Elucidating the role of a Rho GTPase-activating protein, DLC1, in melanoma development

Abstract

Aim: (1).To examine the effects of DLC1 overexpression on melanoma markers expression. (2).To investigate the role of DLC1 in melanoma growth; (3).To investigate the role of DLC1 in melanoma metastasis.

Methods: Transduction of A375 melanoma cell line with lentivirus carrying the wildtype DLC1 or the Rho-GAP mutant version of DLC1-K714E. The A375 cell transduced with lentivirus without carrying any gene as negative control. After 72 hours post-transduction, I examined the effects of overexpression of DLC1 or its Rho-GAP mutant on expression levels of markers characteristic of melanoma and epithelial-mesenchymal transition by real-time qPCR and Western blot. Colony forming assay test was conducted to assess the viability of A375 cells in different treatment groups. Wound healing test was conducted to detect the migration capacity of the A375 cells after over-expressing wildtype DLC1 or mutant DLC1-K714E.
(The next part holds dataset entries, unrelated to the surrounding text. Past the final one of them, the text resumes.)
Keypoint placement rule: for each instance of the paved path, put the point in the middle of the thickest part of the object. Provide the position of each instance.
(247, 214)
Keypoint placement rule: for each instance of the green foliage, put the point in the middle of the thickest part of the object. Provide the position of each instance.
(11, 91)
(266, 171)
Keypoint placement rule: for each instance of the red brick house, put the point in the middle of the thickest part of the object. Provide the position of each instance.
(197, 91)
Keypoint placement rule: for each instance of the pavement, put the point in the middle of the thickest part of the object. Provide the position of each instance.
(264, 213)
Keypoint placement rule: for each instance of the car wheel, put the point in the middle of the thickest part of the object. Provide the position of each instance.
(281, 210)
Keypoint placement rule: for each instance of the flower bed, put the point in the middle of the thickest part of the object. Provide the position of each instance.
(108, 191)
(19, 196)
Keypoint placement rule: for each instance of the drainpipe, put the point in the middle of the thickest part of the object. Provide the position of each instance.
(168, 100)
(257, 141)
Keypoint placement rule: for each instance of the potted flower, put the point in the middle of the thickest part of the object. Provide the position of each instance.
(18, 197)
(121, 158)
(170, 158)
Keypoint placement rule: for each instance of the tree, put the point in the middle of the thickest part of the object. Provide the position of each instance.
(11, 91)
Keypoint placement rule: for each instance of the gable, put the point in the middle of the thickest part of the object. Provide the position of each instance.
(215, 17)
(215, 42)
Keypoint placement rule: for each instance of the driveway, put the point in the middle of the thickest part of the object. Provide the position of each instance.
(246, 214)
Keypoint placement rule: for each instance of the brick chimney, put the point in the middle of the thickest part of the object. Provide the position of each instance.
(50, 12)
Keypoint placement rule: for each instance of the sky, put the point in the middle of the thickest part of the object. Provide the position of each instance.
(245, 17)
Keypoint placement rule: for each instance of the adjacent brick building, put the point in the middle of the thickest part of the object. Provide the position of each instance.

Results: Real-time qPCR results showed that higher E-Cadherin expression was detected in the mutant DLC1-K714E than in the control. But there’s no similar phenomenon in the wildtype DLC1 group. In addition, level of SNAIL2 was increased in wildtype DLC1 overexpression, than the control group, whereas there’s no obvious change in the mutant DLC1-K714E group. Western blot did not show any change in both groups. Results of Colony forming assay showed that A375 cells infected by lentivirus carrying DLC1-K714E exhibited resulted in an increase in cell death compared with the control and wildtype DLC1. Wound healing assay did not observe any obvious change between the treatments.

Conclusions: (1). Overexpression of Rho-GAP point mutant of DLC1 resulted in apoptosis of melanoma cell; (2). DLC1 does not seem to play a role in melanoma metastasis; (3) Elevation of DLC1 and E-cadherin expressions in melanoma cells occurred at the mRNA levels.